New Research on ML Fairness and Explainability

Leland Burns & Jim McGuire
Sep 7, 2023
6 min read

Updated: May 21, 2025

FinRegLab, a nonprofit focused on innovations that advance responsibility and inclusiveness in the financial sector, has released the results of a broad research project entitled Explainability and Fairness in Machine Learning for Credit Underwriting (1). Noteworthy for its range of empirical testing and numerous collaborators, including many leading financial technology companies, the paper is a comprehensive review of the tools available to help lenders responsibly and compliantly use ML for credit underwriting. Namely, ensuring ML underwriting models are both explainable and fair.

The stakes are high. ML underwriting is already driving many credit decisions, and that share is growing. With its ability to handle lots of data and give more accurate decisions, ML has the potential to improve business results and expand access to credit. At the same time, “the very quality that fuels ML models’ greater predictive power—their ability to detect more complex data patterns than prior generations of credit algorithms—makes them more difficult to understand and increases concerns that they could exacerbate inequalities and perform poorly in changing data conditions.” (FinRegLab)

FinRegLab’s review concludes that many of the emerging tools for improving accuracy and reducing disparities in ML models show great promise. But despite that promise, there is still no easy answer to these concerns. Critically, FinRegLab found “no ‘one size fits all’ technique or tool that performed the best across all regulatory tasks.” Accordingly, the paper concludes that more industry and regulatory guidance is needed to help stakeholders navigate the available tools and their associated trade-offs.

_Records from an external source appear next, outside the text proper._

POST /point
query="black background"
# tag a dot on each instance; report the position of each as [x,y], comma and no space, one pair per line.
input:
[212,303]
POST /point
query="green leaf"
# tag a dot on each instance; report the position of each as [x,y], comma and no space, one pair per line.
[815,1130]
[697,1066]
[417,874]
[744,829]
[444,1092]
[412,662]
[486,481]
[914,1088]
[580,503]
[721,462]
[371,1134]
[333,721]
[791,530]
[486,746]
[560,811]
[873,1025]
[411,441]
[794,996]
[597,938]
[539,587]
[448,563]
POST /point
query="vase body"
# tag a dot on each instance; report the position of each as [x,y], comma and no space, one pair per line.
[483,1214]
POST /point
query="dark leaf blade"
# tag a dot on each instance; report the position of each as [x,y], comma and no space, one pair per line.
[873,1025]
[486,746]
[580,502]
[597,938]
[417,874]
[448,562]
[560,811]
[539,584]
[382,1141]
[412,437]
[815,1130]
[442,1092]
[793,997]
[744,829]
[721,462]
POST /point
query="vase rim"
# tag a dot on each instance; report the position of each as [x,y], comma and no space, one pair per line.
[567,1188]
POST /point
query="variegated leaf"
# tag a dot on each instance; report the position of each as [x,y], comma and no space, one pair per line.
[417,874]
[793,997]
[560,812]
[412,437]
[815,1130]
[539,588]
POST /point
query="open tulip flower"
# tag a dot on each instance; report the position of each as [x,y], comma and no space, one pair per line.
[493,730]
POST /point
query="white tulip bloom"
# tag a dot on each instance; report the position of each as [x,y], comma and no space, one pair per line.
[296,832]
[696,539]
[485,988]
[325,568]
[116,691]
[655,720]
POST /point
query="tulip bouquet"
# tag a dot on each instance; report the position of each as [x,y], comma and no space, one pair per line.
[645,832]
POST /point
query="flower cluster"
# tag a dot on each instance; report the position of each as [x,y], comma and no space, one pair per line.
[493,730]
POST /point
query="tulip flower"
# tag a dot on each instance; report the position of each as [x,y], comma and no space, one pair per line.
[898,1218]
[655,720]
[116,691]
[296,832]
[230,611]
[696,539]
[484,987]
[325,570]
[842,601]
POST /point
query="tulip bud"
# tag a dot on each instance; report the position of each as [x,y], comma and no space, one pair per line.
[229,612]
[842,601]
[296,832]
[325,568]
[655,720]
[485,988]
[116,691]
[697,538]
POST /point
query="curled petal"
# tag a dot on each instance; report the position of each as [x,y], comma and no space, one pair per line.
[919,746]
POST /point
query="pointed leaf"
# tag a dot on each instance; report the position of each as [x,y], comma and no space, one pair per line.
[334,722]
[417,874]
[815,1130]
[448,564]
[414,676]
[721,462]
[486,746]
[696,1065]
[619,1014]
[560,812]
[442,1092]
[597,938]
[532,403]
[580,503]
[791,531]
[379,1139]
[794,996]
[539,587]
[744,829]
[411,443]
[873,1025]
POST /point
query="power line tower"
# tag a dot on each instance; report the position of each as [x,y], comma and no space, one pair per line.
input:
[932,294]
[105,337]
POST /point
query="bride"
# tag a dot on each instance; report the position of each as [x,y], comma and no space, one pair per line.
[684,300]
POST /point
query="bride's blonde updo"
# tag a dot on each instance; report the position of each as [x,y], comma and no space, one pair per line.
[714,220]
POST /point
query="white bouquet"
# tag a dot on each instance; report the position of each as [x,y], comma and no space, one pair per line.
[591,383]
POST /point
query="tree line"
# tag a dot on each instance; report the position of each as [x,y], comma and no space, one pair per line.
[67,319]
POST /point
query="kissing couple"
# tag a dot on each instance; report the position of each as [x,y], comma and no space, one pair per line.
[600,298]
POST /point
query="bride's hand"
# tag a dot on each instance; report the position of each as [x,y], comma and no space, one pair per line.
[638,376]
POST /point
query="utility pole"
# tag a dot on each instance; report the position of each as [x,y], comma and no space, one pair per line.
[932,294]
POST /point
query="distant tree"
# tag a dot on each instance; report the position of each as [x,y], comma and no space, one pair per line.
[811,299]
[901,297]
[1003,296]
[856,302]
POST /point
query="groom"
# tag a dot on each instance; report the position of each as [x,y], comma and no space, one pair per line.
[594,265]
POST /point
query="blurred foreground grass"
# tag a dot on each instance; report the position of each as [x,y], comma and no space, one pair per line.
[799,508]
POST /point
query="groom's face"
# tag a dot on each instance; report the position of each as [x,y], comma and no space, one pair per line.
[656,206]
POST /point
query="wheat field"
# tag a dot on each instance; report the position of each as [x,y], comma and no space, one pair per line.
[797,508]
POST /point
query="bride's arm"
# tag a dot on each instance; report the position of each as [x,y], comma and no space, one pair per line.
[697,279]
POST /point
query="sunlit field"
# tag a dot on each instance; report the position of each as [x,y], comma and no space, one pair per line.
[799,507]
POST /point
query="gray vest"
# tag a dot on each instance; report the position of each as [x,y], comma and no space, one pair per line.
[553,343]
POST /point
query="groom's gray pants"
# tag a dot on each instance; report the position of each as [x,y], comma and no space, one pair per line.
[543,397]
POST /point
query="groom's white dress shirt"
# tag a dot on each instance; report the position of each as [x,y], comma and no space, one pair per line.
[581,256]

3 Key Facets of Compliance

While much of FinRegLab’s latest project focuses on fairness and inclusion, their overview helpfully buckets compliance into three areas: adverse action, model risk management, and fair lending.

Adverse Action

Adverse action refers to the regulations that require the disclosure of both key factors that lead to either a denial of credit or negative effects on pricing. For traditional regression-based scorecards, the process is relatively simple. Point values from an applicant’s scorecard are compared to some baseline values, and the differences in the applicant’s scores for specific attributes are ranked. These scorecard attributes are mapped to reason statements that group features together and state their meaning in accessible language.

For ML credit models, coefficients or point values for specific features are not readily available. Moreover, ML models use more data and find interactions in that data that more traditional models miss. ML models therefore require different adverse action methods. Many methods are already in use across the industry. FinRegLab's research is a valuable comprehensive comparison of the perfomance of these tools for different compliance tasks. Our decade of experience supports FinRegLab’s conclusion: the best tool will varies by use-case, but the sound performance of popular methods is reassuring and promising.

Model Risk Management

Model Risk Management (“MRM”) is a broader category that refers to the oversight and governance of the entire model lifecycle. Put simply, organizations need to have a deliberate framework that ensures their business fully understands their credit model and that it performs as expected. As with adverse action, explainability is a critical component of MRM, and ML models demand the use of more advanced explainability techniques. That said, much of sound MRM is unchanged by the evolution of ML.

Fair Lending

Of the three areas of compliance framed by FinRegLab, fair lending is unquestionably the one generating the most attention across the lending industry. Fair lending refers to both the specific prohibition of using race, gender, or other protected characteristics in underwriting models, as well as the use of other superficially neutral features that still lead to disparate impacts in decisions for protected classes. Traditional fair lending compliance has revolved around ensuring that obviously discriminatory features are excluded from your model build, then testing and removing features post hoc. Typically, this testing is grounded by comparing a measure of model performance (for example, Area Under the Receiver Operator Curve, or “AUC”) and a measure of disparate impact (for example, Adverse Impact Ratio, or “AIR”, which measures the ratio of approval rates between protected classes and benchmarks).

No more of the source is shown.